Save those whom I met at public functions like Sports Shows and the like, all of my encountersand those of my family with WCOs have all been negative. I have no reason to beleive that my father, brother, etc are "making it up" or exagerating. I have never broken a law in my life and neither have they, yet only WCOs find the need to treat us with suspicion "of criminal activity" from the start. (and feeling like it is a case of "guilty until proven innocent" every time) In the encounter I posted I mentioned that one of my companions was a State Trooper. I will not post his name and troop just to back up my account because it is not my privalage to do so and I won't do anything to give him grief and he is too well know in the community for it not to. I WILL say this, he, in his experience and training in law enforcement, has said more than once that were he to act like the WCOs he has met it would never be tolerated, either as a public relations item or as a legal one. Same with any other civic police force. Those that do act like that are quickly moved, reassigned or led to finding another feild of work.

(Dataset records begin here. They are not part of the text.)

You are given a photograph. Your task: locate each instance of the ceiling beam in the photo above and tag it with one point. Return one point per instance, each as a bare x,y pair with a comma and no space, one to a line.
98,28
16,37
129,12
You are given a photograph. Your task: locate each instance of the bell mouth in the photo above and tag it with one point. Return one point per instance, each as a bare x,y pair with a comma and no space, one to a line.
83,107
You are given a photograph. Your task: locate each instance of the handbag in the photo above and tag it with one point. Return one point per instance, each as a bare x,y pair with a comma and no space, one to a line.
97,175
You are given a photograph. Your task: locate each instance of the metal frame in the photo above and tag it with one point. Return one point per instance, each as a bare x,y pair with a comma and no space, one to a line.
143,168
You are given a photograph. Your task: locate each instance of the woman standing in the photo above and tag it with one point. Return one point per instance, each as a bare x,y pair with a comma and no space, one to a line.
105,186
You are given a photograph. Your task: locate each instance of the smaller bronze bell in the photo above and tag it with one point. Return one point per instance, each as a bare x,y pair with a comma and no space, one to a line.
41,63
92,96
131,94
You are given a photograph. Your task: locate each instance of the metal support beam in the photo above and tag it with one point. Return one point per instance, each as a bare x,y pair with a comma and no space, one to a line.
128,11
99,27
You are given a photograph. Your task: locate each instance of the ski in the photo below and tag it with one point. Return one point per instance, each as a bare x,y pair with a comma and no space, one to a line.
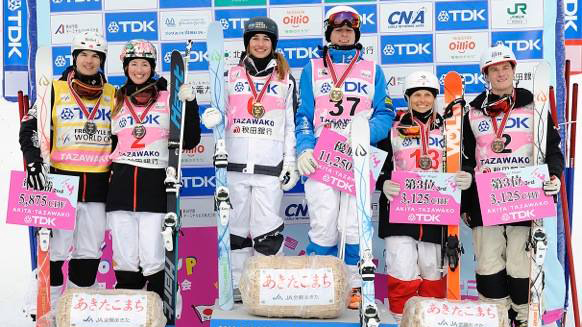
453,103
360,136
222,206
172,221
42,109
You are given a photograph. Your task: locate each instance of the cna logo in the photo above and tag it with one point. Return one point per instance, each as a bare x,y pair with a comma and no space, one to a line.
461,15
197,181
198,55
61,59
474,81
126,26
233,21
75,5
299,52
406,17
525,44
400,49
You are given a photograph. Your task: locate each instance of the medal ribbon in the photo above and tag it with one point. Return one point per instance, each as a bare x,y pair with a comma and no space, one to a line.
132,111
254,91
90,115
336,82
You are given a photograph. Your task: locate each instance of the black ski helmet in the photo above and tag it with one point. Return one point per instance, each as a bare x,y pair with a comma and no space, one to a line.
261,25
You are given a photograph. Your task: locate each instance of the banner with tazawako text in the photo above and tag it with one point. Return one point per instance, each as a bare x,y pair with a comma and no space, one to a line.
402,36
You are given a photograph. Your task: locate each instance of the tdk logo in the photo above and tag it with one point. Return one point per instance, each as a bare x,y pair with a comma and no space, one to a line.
299,52
233,21
198,55
461,15
75,5
474,81
398,49
127,26
525,44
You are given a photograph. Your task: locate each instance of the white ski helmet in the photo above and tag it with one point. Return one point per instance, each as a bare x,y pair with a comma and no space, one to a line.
496,54
352,18
89,40
421,80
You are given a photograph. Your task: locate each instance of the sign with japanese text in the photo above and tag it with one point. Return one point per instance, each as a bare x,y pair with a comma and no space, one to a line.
288,286
334,157
98,310
514,195
54,208
426,198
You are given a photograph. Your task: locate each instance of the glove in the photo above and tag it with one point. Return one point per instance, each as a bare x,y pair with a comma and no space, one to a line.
36,175
289,176
187,92
464,180
306,164
552,187
391,189
211,117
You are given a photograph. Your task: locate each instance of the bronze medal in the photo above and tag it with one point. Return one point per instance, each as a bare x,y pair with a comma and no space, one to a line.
336,94
90,128
424,162
258,110
497,145
138,132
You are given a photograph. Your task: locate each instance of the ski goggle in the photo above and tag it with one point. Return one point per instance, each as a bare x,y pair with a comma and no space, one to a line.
341,18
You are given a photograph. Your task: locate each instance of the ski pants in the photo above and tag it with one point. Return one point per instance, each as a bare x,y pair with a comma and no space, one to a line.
502,266
256,201
414,269
330,213
137,241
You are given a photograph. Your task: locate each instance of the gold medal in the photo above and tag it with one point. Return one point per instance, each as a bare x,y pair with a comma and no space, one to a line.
138,132
424,162
336,94
90,128
258,110
498,145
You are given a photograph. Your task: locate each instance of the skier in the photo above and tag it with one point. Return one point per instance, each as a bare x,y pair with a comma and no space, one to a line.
413,251
81,101
136,203
329,107
502,262
261,100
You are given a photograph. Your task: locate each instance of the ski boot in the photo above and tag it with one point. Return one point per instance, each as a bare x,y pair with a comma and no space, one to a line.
220,155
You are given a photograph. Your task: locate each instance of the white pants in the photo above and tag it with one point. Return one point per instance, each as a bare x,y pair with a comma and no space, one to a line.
87,238
137,241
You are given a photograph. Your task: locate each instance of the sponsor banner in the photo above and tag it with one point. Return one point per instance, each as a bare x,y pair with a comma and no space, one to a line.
525,44
298,21
197,181
53,208
65,27
514,195
404,49
299,52
75,5
125,26
233,20
474,81
130,4
198,211
184,25
460,47
431,198
465,15
396,75
517,14
406,17
198,55
202,153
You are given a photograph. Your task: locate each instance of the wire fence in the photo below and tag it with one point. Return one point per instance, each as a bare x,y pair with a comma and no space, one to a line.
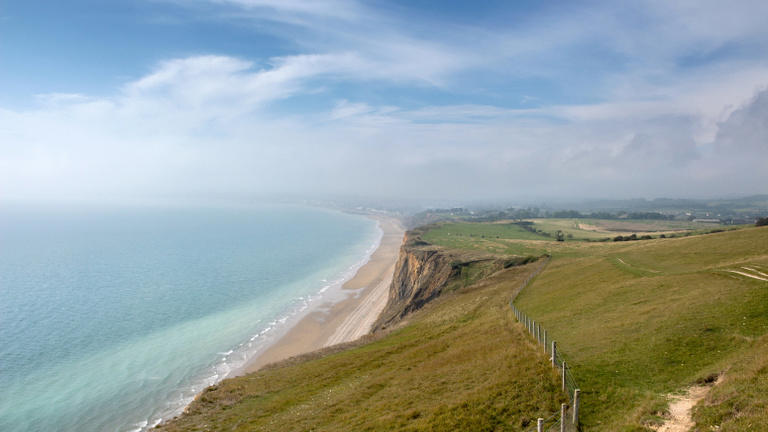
567,419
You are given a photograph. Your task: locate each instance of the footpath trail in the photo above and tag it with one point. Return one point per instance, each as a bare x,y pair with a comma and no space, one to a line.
680,408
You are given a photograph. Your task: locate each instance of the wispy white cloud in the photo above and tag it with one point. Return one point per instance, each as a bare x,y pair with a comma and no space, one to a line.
203,127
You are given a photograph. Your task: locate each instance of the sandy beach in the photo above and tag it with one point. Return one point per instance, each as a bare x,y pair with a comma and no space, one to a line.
350,318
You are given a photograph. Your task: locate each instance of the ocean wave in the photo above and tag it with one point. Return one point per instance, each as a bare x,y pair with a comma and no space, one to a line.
236,359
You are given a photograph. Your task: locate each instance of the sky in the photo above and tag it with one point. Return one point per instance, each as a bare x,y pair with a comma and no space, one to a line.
149,101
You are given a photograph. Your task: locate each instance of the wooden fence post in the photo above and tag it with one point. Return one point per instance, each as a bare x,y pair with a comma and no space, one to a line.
554,354
563,408
538,334
576,406
564,388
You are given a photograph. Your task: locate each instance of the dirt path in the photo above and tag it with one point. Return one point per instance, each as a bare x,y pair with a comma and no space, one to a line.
748,275
680,409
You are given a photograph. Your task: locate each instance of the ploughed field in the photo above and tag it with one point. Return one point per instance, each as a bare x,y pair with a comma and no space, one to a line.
637,321
641,320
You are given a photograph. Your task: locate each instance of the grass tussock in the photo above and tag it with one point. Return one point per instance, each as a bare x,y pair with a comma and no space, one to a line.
460,363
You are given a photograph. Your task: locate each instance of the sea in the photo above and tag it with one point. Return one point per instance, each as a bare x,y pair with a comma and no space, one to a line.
113,319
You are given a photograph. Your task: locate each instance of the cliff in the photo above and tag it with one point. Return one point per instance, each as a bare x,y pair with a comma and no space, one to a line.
424,271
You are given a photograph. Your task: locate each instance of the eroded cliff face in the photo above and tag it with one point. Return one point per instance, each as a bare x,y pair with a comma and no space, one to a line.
424,271
420,275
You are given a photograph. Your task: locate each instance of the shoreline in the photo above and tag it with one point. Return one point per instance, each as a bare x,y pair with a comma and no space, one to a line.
342,320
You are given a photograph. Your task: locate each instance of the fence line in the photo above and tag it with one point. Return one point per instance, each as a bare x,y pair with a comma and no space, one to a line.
568,417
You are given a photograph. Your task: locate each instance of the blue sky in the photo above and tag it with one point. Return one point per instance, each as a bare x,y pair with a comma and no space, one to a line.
233,99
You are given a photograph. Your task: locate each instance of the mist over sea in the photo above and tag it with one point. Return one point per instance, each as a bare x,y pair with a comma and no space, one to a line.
111,319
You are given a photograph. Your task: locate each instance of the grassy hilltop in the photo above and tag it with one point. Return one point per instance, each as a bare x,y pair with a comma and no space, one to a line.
637,321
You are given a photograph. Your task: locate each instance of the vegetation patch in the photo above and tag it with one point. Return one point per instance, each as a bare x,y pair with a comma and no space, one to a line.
460,363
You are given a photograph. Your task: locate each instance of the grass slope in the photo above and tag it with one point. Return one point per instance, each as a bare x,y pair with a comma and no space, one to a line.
644,319
460,363
639,320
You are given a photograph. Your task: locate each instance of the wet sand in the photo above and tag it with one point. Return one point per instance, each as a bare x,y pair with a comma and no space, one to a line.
333,323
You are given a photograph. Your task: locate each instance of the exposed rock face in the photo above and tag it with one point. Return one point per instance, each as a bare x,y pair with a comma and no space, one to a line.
420,275
423,271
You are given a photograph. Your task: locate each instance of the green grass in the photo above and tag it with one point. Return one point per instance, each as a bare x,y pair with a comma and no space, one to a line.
657,321
460,363
739,403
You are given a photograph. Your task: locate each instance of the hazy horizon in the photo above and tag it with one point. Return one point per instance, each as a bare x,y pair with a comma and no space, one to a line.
236,101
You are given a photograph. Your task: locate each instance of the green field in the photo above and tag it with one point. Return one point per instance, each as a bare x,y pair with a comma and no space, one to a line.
643,319
636,321
461,363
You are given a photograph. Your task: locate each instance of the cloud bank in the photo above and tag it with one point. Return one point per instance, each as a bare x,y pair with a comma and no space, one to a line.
679,108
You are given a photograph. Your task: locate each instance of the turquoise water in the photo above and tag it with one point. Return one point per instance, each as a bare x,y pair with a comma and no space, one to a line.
111,320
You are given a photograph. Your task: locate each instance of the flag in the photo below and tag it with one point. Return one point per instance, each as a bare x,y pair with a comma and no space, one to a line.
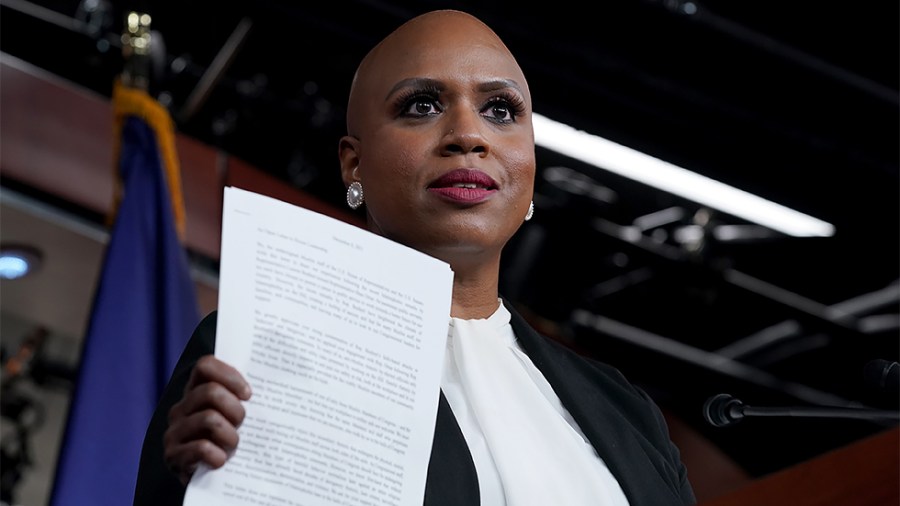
143,313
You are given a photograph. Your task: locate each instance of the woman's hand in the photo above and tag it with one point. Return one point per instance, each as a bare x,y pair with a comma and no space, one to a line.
203,424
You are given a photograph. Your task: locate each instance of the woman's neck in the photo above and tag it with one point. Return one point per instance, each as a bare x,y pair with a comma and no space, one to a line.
475,293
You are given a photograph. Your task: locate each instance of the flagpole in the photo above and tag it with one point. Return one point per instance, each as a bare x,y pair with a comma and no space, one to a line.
136,47
145,307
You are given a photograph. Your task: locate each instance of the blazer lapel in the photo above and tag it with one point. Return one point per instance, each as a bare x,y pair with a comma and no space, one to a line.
600,403
451,480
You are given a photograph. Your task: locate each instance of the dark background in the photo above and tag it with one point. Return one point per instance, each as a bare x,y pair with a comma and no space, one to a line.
794,101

Oh, and a reminder. As members of that society, WE are part of those who put "you" in the position of enforcing those laws and as such it is "we" whom you work for. Also, just because someone hasn't taken the PGC to task for the attitude of at least some if it's officers (yet), does not mean that the problem does not exist. ItIS a very difficult and expensive thing to make a case against a Government Agency or it's personell and often takes years and several tries to get the courts to hear the case or the legislature to remedy the situation.

Better would be that you were to take the concerns posted on sites like this to heart and forward them to your superiors and/or the persons directly responsible for the training and education of PGC field personell, especially in the regards of hunter/WCO interaction and encounter management.